Although she is fairly new at visiting teaching, as she listened to general conference just over a week ago, she was excited about the changes announced by President Russell M. Nelson. Admitting she is willing to answer the prophet’s call to “minister” rather than visit teach, she was left with questions about how she would accomplish that task.

“I have been trying to figure out how to do it the best I can,” she said. “I was a little confused, and was hoping for some clarification.”

Although there isn’t a magic formula or specific way of doing things, after attending this week’s campus devotional with Elder Neil L. Andersen of the Quorum of the Twelve Apostles, Melanie has a better idea of what she is expected to do.

“He explained to us how we can do it,” she said. “He told us to pray, listen to the Spirit, write it down and then go and do.”

Her friend, Grace Pingree, who is also a freshman and is studying biochemistry, said after hearing Elder Andersen speak, she understands that her calling to minister goes beyond a simple act of service or kind note.

“It is more focused in a spiritual way,” she said. “Rather than just focusing on physical needs, I need to help strengthen faith.”

The two friends are not alone. Many students — and Church members alike — are wondering what “ministering” will look like.

In his address, Elder Andersen shared more insight about “ministering in a holier way,” as President Nelson described, and gave examples of how different people have ministered to others.

“As disciples of Christ, we strongly reject the notion that our lives are all about ourselves,” Elder Andersen said. “Rather, we follow the Savior.”

An important part of ministering is remembering the first and second commandments given by the Savior — first, to love the Lord, and second, to love thy neighbor as thyself.

“Your ability to bring a holier approach to loving your neighbor, to caring and ministering to others will rest upon how strongly you keep the first commandment,” he said. “There is a unique and supernal gift of ministering that can come from someone who loves God with all his or her heart, and is settled, grounded, steadfast and immovable in his or her faith in Jesus Christ and in the restored gospel, and keeps the commandments with exactness.”

Young people across the world today are more and more “slipping” in their faith, especially in their belief in a specific religion. While many in the world want to be “spiritual, but not religious,” Elder Andersen emphasized that the restoration of the gospel brought ordinances, covenants and direction from Heavenly Father and the Savior.

“Faith flourishes, and we, here this morning, are believers,” he said. “But it is naïve, however, to believe the trends of the world are not able to influence the very elect.”

Caring for others — physically and emotionally — requires an unselfish and sensitive heart.

“It is an important part of the gospel,” he said.

Recognizing that caring is done in and out of the Church by good people who are both believers and non-believers, Elder Andersen said that as a converted member of the Church, there is another elevated kind of ministering.

“You have the opportunity as disciples of the Savior, to minister in a way that helps keep a friend’s faith from faltering; that reminds a roommate in a kind way that reading the Book of Mormon every day really does bring miracles; and that the standards of the Church are not just a set of rules but keep us closer to God, and bring us happiness.”

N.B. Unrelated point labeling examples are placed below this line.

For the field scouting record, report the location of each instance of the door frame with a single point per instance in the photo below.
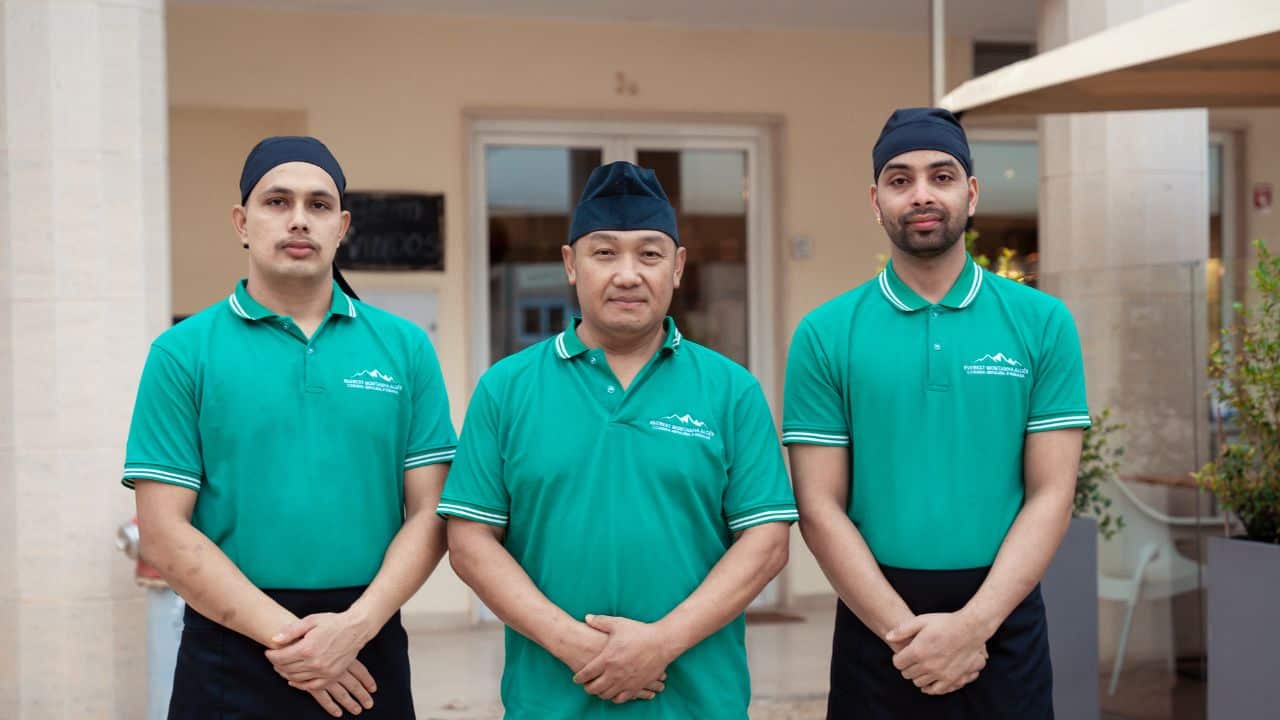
(618, 140)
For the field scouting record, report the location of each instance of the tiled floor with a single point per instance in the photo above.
(456, 677)
(456, 673)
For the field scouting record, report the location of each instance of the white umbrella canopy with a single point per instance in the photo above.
(1197, 54)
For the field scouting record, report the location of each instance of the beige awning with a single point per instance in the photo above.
(1197, 54)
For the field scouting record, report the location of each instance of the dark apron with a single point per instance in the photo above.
(224, 675)
(1016, 683)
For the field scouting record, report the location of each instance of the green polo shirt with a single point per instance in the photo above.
(620, 502)
(296, 447)
(935, 402)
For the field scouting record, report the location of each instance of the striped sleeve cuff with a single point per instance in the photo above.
(1059, 422)
(760, 516)
(138, 472)
(429, 458)
(455, 509)
(816, 437)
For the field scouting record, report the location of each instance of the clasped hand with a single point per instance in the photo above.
(621, 660)
(318, 655)
(940, 652)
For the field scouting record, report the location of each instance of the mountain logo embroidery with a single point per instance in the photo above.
(997, 364)
(375, 381)
(684, 424)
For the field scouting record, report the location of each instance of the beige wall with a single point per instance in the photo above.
(1258, 158)
(389, 94)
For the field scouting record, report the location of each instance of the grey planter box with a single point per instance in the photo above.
(1070, 589)
(1243, 582)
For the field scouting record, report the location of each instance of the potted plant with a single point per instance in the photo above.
(1070, 583)
(1243, 574)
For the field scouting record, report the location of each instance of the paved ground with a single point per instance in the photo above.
(456, 677)
(456, 673)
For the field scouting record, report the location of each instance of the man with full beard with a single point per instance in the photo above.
(933, 417)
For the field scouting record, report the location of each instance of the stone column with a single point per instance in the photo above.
(1123, 238)
(83, 288)
(1124, 220)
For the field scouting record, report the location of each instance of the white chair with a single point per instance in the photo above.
(1148, 565)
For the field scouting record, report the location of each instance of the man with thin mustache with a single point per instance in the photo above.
(933, 417)
(288, 447)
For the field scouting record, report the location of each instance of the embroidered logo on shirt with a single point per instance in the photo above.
(997, 364)
(684, 424)
(375, 381)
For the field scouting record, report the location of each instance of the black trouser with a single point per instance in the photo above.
(223, 675)
(1016, 683)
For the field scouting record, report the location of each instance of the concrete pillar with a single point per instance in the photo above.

A kind person with a good heart may help a person fix a flat tire, drive a roommate to the doctor, or reach out to someone who is sad.

“But a follower of the first commandment will naturally add to these important acts of service, encouraging the person doing well in keeping the commandments, and sharing wise counsel to strengthen the faith of someone who is slipping or who needs help in moving back onto the path he once traveled,” he said.

Even at BYU, where most are members of the LDS faith, students are surrounded by others who are in various stages of their testimony.

“I challenge you to strengthen your efforts to spiritually minister to one another,” he said. “To minister spiritually can begin with baking cookies or playing a basketball game, but eventually this holier way of ministering requires opening your heart and your faith, taking courage in encouraging the positive growth you are seeing in a friend or in expressing concerns about things you see and feel that are not consistent with discipleship.”

Elder Andersen encouraged listeners to be “spiritually courageous” in ministering in a holier way and warned of becoming self-righteous. He also encouraged students to be aware of those around them, noticing when slight changes occur, such as a roommate’s demeanor, choices or actions that might begin to be less faithful.